Runners have come to love Strava. It’s many exercisers’ social media app of choice and is only growing in popularity. While it can be a great tool for logging training, it can also derail that training if you’re not careful. When speed and intensity are increased too quickly, runners can get themselves into trouble. Here are some of the signs that your Strava use has gone from helpful to hurtful and how you can get yourself back on track.
RELATED: 5 signs you’re overtraining
You won’t upload a slow run
Not every day can be race day. In fact, easy days are paramount for improving your running. However, some runners are embarrassed by a slow run and hesitant to upload it to their profile, as it won’t impress their followers. While you certainly don’t need to upload every day, it’s important not to let the pressures of social media influence the pace you’re running at – especially when you know you need something chill.
You’re ditching easy days in favour of CR chasing
If you find yourself heading out the door for structured training and ditching your workout plan in favour of course record chasing – be wary of how often it’s occurring. CR efforts are totally fine mid-workout, but be careful with the off-day chase. Once and in a while is fine, but adding pickups to every run is a recipe for disaster.
Let the CRs go, and instead, show them who’s boss on race day.
Other people’s workouts are making you feel less-than
While Strava can be a big motivator, it can also be a bit of a stressor as well. If you’re finding that opening the app is getting you down, as opposed to bringing you up, maybe it’s time for a little break. After all, it’s important that you’re enjoying training and doing it for yourself – not for the kudos.
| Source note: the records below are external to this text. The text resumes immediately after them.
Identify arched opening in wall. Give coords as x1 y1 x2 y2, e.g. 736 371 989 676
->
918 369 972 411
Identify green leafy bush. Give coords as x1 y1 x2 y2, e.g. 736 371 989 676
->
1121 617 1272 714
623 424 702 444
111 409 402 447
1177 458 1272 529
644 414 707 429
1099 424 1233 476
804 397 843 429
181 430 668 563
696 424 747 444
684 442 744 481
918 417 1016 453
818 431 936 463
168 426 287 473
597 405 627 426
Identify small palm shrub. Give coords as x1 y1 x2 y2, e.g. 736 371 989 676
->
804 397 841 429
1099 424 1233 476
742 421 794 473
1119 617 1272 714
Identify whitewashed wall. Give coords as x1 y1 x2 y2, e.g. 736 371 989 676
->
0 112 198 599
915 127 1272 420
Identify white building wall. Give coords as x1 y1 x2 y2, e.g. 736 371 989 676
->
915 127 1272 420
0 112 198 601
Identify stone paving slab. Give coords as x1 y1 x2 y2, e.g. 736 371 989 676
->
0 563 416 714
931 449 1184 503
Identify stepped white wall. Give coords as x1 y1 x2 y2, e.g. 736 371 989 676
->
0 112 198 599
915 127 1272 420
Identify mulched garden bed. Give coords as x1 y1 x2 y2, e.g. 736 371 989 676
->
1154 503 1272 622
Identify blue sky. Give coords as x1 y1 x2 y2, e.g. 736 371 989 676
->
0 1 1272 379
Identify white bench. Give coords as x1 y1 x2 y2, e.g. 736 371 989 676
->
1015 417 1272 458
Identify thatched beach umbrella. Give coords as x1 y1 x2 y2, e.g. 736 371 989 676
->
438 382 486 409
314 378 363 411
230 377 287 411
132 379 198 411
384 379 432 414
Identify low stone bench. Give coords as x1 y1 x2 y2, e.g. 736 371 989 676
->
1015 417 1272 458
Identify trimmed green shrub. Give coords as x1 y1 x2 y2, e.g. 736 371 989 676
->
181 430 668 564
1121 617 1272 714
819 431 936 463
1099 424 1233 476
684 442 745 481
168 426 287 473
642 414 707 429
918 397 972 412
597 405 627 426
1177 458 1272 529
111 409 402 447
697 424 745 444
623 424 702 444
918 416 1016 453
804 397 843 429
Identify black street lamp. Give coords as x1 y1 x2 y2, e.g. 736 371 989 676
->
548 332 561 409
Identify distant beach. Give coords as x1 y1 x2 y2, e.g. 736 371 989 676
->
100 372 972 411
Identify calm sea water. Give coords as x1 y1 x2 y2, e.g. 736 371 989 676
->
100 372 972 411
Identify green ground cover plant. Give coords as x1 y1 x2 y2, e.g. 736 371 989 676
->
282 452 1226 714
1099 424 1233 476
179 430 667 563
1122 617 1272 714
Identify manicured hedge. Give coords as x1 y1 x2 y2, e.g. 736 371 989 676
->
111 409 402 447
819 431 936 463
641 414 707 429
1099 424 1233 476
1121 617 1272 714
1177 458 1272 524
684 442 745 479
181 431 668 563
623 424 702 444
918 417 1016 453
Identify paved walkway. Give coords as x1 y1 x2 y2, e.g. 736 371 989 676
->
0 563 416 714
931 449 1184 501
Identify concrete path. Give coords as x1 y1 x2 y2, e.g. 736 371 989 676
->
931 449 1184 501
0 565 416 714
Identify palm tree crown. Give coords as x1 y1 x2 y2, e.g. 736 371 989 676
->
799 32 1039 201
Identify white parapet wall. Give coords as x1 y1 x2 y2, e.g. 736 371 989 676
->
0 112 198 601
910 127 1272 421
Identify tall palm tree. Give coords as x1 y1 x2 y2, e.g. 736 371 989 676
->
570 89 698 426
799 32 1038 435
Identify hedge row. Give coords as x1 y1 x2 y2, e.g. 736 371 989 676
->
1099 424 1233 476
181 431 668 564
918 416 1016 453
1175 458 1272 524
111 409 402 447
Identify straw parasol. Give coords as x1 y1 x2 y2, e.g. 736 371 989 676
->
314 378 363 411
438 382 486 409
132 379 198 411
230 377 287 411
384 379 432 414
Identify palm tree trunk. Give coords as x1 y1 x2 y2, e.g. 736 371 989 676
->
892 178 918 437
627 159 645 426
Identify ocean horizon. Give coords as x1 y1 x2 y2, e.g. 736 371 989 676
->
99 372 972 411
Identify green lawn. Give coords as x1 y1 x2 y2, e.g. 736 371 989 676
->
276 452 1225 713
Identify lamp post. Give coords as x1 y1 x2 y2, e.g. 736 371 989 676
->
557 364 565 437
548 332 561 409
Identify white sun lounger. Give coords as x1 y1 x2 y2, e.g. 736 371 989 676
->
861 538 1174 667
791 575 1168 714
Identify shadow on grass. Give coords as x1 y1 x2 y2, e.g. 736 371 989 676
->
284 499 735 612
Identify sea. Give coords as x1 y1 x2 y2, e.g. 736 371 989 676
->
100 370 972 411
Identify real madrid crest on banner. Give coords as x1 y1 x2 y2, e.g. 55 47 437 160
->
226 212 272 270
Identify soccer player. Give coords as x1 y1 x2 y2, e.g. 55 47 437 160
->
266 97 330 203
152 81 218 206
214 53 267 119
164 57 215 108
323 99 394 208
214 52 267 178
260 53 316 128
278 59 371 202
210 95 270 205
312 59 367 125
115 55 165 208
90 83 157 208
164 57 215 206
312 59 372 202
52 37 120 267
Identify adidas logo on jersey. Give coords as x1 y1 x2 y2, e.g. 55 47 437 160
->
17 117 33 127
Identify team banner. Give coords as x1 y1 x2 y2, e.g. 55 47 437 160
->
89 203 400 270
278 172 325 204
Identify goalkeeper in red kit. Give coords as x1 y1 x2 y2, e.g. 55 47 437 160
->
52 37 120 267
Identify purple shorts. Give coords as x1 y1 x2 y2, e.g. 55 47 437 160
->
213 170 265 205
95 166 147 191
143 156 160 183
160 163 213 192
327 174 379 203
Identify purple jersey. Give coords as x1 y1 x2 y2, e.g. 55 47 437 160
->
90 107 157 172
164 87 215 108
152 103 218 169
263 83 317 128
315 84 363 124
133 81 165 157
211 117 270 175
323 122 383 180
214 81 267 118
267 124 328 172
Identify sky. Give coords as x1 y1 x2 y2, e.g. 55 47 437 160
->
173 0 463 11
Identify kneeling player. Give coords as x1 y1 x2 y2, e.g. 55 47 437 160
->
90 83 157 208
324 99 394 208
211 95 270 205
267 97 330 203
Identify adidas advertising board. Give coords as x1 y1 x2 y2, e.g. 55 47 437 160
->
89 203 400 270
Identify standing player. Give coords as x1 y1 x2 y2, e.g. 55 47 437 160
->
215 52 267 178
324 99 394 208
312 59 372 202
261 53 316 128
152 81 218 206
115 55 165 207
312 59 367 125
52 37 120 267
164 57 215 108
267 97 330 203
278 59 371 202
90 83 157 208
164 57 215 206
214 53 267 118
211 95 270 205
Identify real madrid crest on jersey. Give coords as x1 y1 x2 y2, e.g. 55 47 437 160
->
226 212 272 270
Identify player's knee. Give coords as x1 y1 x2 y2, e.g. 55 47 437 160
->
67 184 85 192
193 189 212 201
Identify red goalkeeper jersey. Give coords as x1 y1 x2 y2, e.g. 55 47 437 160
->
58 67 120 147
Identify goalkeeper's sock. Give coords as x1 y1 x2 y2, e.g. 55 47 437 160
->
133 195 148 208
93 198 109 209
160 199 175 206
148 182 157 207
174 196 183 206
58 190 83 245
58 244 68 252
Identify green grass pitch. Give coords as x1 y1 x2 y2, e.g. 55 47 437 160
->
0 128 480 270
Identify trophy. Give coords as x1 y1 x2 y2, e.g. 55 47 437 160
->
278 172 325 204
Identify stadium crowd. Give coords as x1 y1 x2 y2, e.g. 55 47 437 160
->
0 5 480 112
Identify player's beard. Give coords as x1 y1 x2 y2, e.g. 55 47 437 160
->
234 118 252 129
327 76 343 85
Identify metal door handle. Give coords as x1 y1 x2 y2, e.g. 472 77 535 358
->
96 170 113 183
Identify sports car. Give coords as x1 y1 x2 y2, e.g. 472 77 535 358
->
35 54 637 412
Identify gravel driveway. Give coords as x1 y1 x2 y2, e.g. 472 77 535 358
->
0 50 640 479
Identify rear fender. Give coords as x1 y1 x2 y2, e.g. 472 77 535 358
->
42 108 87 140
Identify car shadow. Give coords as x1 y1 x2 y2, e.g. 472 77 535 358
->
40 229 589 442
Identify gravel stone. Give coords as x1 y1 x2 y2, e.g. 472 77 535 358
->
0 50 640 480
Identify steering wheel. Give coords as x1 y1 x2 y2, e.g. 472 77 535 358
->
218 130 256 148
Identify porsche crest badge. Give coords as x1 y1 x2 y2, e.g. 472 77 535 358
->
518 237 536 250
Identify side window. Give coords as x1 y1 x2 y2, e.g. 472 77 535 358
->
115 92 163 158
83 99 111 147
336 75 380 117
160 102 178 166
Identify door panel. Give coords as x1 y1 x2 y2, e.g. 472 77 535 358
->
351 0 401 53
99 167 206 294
You’re obsessed with weekly mileage
Mileage is a tricky subject. On one hand, you need to run a certain number of kilometres a week to complete your goal race successfully, but on the other hand, all mileage isn’t created equal.
Max Paquette is a biomechanist who recently published a paper on the topic of mileage, urging runners to stop obsessing over it, but to look at the kilometres they’ve run alongside several other factors in their training. He wants it to be one measure of training, not the whole equation. He spoke with Canadian Running in August and said, “When you start thinking about it, you realize that distance and minutes run don’t mean the same thing for every person. We’re not saying you should throw out distance entirely, we’re saying that when it comes to monitoring the response to training, relying on mileage only can be misleading.”
Just because one of the runners you follow did a 100K week, doesn’t mean you need to (and if you’re going to try, build up to it first).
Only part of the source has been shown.